The research paper by Liu et al. (2008) does not highlight the strengths of the study, however the weaknesses have been addressed by explaining the limitations based on the type of sampling used, in addition to limitations of the breakdown of data. Excluded data, which may have influenced the subjects HRQOL such as socioeconomic status, education level and social support, was also included as an appropriate limitation. The research paper by Liu et al. (2008) also highlights how weaknesses could be addressed in further studies such as the use of longitudinal data and larger sample sizes. Limitations that were omitted included the use of a broader sample to include kidney recipients from more than one hospital. Limitations in a research paper are important to when considering the validity of the study and can also suggest how future research could be improved (Liamputtong 2010).

Conclusions

The authors draw conclusions that are in line with the overall plan and methodology of the research and the findings of the research (Richardson-Trench 2011). Conclusions included implications for nursing practice, and the article provided recommendations on areas that need to be focused on in clinical practice to improve kidney transplant participant’s HRQOL (Liu et al. 2008). In addition, areas for future research such as developing and testing appropriate interventions were briefly mentioned (Liu et al).

Summary

In summary, the study by Liu et al. (2008) was thorough and well researched according to the criteria set by Richardson-Tench (2011).

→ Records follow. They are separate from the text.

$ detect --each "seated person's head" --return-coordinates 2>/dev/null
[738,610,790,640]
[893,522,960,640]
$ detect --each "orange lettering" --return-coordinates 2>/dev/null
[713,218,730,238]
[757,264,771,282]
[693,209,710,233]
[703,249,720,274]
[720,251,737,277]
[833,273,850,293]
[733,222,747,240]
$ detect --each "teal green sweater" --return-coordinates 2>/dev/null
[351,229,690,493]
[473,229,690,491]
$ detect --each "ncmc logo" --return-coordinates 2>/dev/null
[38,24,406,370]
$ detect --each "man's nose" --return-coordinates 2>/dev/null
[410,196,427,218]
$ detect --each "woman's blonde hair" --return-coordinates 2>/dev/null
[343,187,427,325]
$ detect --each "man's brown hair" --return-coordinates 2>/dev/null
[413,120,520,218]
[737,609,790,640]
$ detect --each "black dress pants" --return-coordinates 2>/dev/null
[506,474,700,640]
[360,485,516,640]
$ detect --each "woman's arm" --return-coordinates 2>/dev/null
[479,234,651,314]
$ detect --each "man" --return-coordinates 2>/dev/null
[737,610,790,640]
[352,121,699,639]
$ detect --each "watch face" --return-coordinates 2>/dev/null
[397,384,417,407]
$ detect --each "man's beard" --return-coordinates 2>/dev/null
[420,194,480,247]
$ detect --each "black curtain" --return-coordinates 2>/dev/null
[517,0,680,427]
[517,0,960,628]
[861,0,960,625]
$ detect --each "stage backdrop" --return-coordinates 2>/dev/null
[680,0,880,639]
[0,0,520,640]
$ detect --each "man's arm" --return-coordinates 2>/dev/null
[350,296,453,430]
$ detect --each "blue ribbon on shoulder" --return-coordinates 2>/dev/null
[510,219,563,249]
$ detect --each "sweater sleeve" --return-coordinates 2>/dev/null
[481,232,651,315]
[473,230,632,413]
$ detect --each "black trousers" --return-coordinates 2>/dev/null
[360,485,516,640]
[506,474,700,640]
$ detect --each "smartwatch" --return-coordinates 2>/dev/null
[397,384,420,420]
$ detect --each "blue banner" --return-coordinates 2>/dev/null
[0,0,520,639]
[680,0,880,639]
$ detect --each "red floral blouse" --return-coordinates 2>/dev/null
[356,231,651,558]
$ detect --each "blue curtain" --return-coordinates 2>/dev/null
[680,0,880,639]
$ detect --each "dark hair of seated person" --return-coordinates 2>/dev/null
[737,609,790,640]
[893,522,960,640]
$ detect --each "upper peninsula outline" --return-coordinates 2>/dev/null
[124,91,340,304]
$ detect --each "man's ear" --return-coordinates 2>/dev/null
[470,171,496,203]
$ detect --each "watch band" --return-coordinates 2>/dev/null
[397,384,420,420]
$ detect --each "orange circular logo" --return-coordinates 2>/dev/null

The information was presented in a logical sequence and was coherent and concise. In addition, the method and design was appropriate, there were logical links between the purpose, the findings and the conclusions drawn, and the findings were significant for clinical practice.

References

Benner, P, Hughes, R & Sutphen, M (2008), ‘Clinical reasoning, decision- making, and action: thinking critically and clinically’, in R, Hughes (ed), Patient Safety and Quality: An Evidence-Based Handbook for Nurses, vol. 1, Rockville: Agency for Healthcare Research and Quality.
Caldwell, K, Henshaw, L & Taylor, G 2010, ‘Developing a Framework for critiquing health research: an early evaluation’, Nurse Education Today, vol. 31, no. 1, p. 1.
Houser, J 2008, Nursing Research: reading, using and creating evidence, Jones and Bartlett Publishers, United Kingdom.
Ingham-Broomfield, R 2008, ‘A nurses guide to the critical reading of research’, Australian Journal of Advanced Nursing, vol. 26, no. 1, pp. 102-109.
Liamputtong, P 2010, Research methods in health: foundations for evidence based practice, Oxford University Press, Australia. Liu, H, Feurer, I, Dwyer K, Speroff, T & Shaffer, D 2008, ‘The effects of gender and age on health related quality of life after kidney transplantation’, Journal of Clinical Nursing, vol. 17, no. 1, pp. 82-88, 2012, via CINAHL.
Richardson-Tench, M, Taylor, B, Kermode, S & Roberts, K 2011, Research in Nursing: evidence for best practice, , Cengage Learning, Australia.
World Health Organisation (WHO) 1948, Constitution of the World Health Organisation, WHO, Geneva.